Он только с немым предчувствием облегчения ждал, что вот выйдет из поезда, распакует свой чемодан, и опять в застылую душу безжалостно вцепится железными когтями знакомая, неодолимая скука.
Где-то на середине пути в его купе подсели прусские офицеры. Это стало для него небольшим развлечением. Он разглядывал укороченные мундиры, прислушивался к отрывистым голосам, наблюдал, как они деловито, привычно извлекали из сумки походные стопки и французский коньяк.
Ему полегчало. Он меньше думал о том, куда и зачем его угораздило плестись на старости лет. Привычная философия подбиралась к нему. Он уже пробовал утешать себя тем, что всё как-нибудь утрясется само собой, потому что на этом принципе непоколебимо стоит вся разумная жизнь.

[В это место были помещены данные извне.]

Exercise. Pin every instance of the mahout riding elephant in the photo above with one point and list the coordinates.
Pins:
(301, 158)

Моложавый немец обернулся к нему, протягивая соседу бутылку, показывая в улыбке крепкие зубы.
Это лицо Иван Александрович как будто узнал. Он не поверил глазам. Он испугался и на минуту зажмурил в тот же миг отяжелевшие веки.
Однако в памяти явственно всплыло то же лицо, только, конечно, другое.
Тем временем офицеры строго сказали друг другу:
– Прозит!
Он долго курил у окна, размышляя о том, о другом, до боли похожем на этого моложавого офицера.
От прежней боли всё в душе его застонало, от незабытой, как оказалось, обиды, оттого, что он так одинок.
А паровоз, по-мальчишески свистнув, резво побежал под уклон, прибавляя долгожданную скорость, но любая скорость представлялась теперь безразличной.
Покрытая тенью река, берегом которой поезд мчался прямо на юг, была слишком узкой, слишком зеленой и быстрой. На этой реке его глазам было тесно: они упирались в крутой правый берег, покрытый садами, не по-русски ухоженным лесом.
Ему были милее просторы Заволжья.
Он ещё более остро почувствовал, что едет совсем не туда.
А за спиной, неторопливо, благодушно куря, он настороженно слышал прусского офицера, как будто отчетливо видел его, то есть видел того, на которого она так жестоко, так неизбежно променяла его.
Круглая, как шар, голова, короткая стрижка гад невысоким, точно бы стиснутым лбом, холодный блеск студенистых, взирающих с безразличием глаз, холеные, аккуратно подбритые усики тонкой ниткой посередине верхней губы.
Ради таких вот усиков ему переломили судьбу, и он же ещё им обоим счастье устроить помог.
Где в те минуты он взял сил на добро?
Он вновь видел Лизу в расцвете её красоты.
Забытая сигара вскоре погасла. Он затянулся бездумно, с недоумением повертел её в пальцах и сердито бросил в окно.
Лиза была удивительно хороша! Лиза была восхитительна, несмотря ни на что!
Впрочем, он ещё тогда запретил себе думать о ней…
Он сел в стороне, заложив ногу на ногу, притворившись, что задремал.
Офицеры выпили много. Чаще других говорил пожилой, в опрятном мундире, с бледным спокойным лицом, с задумчивой грустью в тревожных синих глазах:
– Нет, я не думаю, чтобы война была цель нашей службы.
Моложавый отмахнулся небрежно:
Ежели мы военные люди, так как же – мы должны воевать!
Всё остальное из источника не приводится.